Hadoop in the past few years as a project has changed significantly, but recent changes are not as radical as they once were. For example, there was a major split between the old and the new MapReduce APIs, with the new API lacking several utilities but a revamped interface. There was quite a bit of time when deciding which one to use was a very awkward. With the release of 1.0, a significant increase in users for mission-critical purposes, mature commercial support from several companies, and more, Hadoop has now gotten to the point where it has to be stable.
Second, at this point users have had time to determine what works well and what does not. I could have come up with a bunch of patterns that nobody has ever used before, but there would be no point to it. With a more mature community of experts that has repeatedly identified and solved problems, the most common solutions have developed into design patterns.
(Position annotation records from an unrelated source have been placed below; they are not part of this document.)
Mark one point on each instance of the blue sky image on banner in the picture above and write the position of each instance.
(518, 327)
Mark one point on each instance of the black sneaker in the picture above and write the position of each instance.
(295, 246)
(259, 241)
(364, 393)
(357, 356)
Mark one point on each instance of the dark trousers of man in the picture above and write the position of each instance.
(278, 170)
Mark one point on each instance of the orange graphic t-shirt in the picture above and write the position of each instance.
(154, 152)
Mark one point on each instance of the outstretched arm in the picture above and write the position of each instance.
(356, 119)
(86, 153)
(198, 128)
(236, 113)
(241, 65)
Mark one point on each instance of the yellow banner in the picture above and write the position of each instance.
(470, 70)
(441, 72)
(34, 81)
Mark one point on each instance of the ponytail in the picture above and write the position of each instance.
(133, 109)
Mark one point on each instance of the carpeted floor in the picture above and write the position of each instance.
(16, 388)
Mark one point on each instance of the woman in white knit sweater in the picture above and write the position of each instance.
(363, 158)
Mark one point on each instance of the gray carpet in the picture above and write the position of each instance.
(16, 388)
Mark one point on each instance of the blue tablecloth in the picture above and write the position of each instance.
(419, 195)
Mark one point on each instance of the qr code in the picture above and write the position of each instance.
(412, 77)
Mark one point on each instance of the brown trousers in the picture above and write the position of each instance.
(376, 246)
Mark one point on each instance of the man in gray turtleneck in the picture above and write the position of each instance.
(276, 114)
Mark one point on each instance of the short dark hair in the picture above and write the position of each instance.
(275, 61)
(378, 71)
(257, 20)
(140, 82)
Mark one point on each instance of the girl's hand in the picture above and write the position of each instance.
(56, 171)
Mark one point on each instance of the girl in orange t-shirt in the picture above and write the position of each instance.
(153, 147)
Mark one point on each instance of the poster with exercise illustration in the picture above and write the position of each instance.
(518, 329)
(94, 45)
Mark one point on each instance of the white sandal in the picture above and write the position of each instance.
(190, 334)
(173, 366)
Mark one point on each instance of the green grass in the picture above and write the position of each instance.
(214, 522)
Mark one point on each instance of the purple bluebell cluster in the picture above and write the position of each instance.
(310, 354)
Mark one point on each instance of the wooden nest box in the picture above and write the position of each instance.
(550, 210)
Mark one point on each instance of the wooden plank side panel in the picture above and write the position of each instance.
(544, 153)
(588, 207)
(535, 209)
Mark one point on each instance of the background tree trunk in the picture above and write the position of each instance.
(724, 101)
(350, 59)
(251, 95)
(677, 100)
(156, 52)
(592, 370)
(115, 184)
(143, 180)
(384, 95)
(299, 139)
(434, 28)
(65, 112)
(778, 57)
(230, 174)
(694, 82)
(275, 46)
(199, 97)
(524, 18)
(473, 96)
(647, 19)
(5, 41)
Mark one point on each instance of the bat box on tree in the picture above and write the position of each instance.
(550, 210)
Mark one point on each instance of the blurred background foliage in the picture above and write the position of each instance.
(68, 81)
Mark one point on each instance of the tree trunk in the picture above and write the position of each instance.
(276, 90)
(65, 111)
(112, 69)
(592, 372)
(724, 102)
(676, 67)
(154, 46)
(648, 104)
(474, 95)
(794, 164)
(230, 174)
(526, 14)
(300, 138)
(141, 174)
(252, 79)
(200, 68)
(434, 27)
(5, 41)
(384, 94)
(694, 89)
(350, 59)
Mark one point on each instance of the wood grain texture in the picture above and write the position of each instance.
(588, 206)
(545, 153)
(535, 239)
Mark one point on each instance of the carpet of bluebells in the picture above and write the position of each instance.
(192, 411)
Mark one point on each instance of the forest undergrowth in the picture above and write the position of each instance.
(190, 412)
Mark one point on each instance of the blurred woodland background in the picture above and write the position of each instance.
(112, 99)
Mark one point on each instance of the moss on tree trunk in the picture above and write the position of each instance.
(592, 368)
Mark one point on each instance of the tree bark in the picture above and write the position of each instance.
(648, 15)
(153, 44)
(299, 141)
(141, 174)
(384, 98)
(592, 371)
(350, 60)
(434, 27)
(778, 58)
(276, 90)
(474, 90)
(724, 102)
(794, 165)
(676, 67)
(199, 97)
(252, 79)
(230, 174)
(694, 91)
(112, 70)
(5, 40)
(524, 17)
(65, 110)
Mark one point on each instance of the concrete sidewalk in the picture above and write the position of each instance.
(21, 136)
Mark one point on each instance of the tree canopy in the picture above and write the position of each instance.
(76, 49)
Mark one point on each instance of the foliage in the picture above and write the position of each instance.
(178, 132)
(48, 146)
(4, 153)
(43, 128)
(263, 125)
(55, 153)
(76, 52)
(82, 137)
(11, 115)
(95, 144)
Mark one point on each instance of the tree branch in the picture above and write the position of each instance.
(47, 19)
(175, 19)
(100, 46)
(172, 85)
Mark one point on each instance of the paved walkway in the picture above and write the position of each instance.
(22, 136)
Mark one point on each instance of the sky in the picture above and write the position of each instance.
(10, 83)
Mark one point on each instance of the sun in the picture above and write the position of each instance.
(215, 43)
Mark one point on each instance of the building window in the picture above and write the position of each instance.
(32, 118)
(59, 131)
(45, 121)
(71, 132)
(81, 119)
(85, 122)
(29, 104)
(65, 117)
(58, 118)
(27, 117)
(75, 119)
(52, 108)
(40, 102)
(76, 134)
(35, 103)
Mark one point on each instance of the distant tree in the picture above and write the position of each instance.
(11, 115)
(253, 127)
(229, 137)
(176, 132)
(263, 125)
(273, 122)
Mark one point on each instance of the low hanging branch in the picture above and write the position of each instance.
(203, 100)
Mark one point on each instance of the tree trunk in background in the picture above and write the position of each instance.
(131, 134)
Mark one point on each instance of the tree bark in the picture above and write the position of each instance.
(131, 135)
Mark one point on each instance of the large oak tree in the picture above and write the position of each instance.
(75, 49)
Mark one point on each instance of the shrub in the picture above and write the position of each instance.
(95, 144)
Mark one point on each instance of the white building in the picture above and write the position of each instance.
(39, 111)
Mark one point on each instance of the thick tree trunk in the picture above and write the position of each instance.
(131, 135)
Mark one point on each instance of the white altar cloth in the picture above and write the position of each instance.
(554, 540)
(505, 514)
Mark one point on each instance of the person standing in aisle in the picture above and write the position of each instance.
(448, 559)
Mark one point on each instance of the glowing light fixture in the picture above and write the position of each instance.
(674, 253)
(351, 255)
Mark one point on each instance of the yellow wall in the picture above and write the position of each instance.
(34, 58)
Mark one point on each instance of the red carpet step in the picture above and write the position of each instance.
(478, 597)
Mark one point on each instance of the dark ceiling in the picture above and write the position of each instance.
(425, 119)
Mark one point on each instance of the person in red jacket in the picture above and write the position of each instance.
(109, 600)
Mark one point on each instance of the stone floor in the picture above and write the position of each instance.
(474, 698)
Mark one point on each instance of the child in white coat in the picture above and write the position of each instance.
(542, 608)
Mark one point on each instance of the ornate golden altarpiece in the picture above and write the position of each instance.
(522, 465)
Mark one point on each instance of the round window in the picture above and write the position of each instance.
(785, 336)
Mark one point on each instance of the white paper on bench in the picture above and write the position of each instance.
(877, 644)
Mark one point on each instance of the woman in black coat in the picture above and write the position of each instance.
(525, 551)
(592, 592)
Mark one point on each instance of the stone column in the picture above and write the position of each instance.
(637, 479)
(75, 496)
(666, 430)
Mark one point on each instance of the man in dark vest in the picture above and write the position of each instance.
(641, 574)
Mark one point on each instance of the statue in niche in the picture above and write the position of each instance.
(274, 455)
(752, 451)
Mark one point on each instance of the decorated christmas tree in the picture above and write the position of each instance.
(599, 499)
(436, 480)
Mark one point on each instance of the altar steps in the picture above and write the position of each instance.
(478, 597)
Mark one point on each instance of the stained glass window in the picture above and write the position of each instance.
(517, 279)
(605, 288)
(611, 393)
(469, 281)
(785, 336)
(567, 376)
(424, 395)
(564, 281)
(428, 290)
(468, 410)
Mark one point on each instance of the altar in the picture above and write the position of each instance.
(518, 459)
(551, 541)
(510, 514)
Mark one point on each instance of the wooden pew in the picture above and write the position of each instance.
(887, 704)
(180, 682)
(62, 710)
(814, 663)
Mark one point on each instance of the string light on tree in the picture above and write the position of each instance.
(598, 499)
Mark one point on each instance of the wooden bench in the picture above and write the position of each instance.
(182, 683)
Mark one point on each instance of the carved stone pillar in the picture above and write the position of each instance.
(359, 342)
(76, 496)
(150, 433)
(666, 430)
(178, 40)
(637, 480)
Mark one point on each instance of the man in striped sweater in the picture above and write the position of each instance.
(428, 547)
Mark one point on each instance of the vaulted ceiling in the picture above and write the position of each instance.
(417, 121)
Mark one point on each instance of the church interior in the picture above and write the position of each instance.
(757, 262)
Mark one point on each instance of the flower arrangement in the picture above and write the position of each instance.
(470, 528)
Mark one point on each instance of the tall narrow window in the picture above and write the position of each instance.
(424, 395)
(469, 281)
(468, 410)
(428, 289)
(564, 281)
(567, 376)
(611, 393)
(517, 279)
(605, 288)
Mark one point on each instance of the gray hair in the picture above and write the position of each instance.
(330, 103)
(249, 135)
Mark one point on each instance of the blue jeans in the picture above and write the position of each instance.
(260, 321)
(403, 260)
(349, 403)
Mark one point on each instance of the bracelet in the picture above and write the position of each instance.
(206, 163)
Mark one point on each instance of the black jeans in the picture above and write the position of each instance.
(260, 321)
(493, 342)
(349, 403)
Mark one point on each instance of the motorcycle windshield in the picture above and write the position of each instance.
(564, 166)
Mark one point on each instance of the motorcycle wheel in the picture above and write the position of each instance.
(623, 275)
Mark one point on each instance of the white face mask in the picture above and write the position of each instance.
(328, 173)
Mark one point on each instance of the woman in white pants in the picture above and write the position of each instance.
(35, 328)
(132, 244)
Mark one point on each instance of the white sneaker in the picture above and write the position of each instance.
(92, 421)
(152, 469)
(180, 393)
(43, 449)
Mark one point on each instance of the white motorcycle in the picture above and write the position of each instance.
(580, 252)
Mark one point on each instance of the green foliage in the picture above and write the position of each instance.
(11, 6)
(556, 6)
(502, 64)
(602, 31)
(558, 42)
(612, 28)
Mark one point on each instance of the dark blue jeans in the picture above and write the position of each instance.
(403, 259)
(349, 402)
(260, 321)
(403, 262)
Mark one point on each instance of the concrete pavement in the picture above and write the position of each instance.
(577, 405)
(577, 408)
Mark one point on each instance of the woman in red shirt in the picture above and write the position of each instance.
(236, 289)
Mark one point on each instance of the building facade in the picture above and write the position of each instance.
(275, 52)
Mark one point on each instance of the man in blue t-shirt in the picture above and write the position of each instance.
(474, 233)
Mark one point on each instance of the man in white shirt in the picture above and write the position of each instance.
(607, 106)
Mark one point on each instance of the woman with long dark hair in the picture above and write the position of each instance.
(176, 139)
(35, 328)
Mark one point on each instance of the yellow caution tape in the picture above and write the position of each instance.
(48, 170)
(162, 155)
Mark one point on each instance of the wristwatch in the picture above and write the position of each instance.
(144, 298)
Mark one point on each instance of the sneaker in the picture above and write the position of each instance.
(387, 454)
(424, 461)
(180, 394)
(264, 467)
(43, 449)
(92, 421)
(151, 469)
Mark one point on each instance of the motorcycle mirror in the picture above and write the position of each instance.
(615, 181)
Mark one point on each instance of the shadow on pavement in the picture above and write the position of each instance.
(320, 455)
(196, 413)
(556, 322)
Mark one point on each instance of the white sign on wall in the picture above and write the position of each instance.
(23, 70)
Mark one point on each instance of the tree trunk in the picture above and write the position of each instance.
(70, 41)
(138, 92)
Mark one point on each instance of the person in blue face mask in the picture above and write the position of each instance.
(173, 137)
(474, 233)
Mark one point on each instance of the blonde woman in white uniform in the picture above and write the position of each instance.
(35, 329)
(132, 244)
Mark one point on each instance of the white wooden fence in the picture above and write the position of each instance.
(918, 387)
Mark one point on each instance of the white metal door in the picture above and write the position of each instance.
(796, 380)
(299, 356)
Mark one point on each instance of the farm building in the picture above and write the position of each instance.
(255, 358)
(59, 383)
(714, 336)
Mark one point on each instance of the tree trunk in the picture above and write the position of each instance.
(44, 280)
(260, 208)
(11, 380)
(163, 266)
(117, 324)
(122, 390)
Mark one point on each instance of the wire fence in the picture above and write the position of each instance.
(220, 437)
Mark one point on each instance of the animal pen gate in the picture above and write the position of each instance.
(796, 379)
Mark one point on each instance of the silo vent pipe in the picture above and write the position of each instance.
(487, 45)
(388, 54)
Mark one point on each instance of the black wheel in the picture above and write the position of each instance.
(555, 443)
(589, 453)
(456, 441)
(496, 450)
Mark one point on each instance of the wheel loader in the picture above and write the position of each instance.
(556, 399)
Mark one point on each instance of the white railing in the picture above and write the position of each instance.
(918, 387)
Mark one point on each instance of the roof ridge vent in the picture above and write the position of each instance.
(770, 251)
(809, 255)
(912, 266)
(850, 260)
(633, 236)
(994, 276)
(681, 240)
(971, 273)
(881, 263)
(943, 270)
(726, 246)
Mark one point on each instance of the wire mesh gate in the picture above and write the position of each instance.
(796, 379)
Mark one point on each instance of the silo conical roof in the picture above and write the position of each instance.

There have been a few other places that have written about MapReduce design patterns. My favorite is a blog post by Ilya Katsov which is closest in spirit to my book. I think his approach for patterns is very similar to mine, reaffirming my belief that this is an important topic. Next, is Data-Intensive Text Processing with MapReduce by Jimmy Lin and Chris Dyer, one of the first books written on Hadoop and MapReduce. It covers several design patterns, but for the most part sticks to the text-related domain of problems. I think this book was a great start, but is not general and domain-independent. Then, there are the countless mailing list posts, StackOverflow answers, blog posts, etc. that document little tidbits here and there. Nothing in the book MapReduce design patterns is new or novel. But having useful patterns diluted with marginal ones has made the gems harder to find, necessitating a guide that separates the signal from noise.
The time is right…
The Hadoop community is ready for an authoritative source of MapReduce design patterns, which I hope the contents of my book can either be or inspire. Here are the reasons why this is all coming together:
- It’s not too early
- Groups of engineers are building patterns independently, but having a hard time sharing them with the rest of the community
- There are tons of new Hadoop users every day that could leverage experts’ documentation
- MapReduce is a new way of thinking that may not be intuitive to everyone right away, so some ways to solve problems may sneak up on people
- MapReduce design patterns provide a foundation for higher-level abstractions such as Pig, Hive, and who knows what else will come next
Hopefully I’ve convinced you that MapReduce design patterns are a good thing: this really has to be a community effort in the long run. Get the word out! Blog about new patterns that you discover, or perhaps talk about them at a Hadoop conference or local Hadoop meetup. This will be even more crucial as Hadoop continues to change. With the nature of data shifting towards even more challenging formats such as audio, imagery, video, and bio we’ll see some new patterns crop up to tackle the challenges of each. New libraries, tools, and abstractions will be built that will make some of the current patterns useless and in turn will open up the doors for completely new patterns. Another possibility is to just enable currently existing patterns to be implemented more elegantly. Also, with the advent of YARN, and with the rise of other Hadoop ecosystem components, the list of useful patterns for Hadoop will expand beyond MapReduce.
The only way we can keep up is to make the commitment as a community to documenting, discussing, and refining patterns for the greater good, much like the object-oriented programming community has done to great success.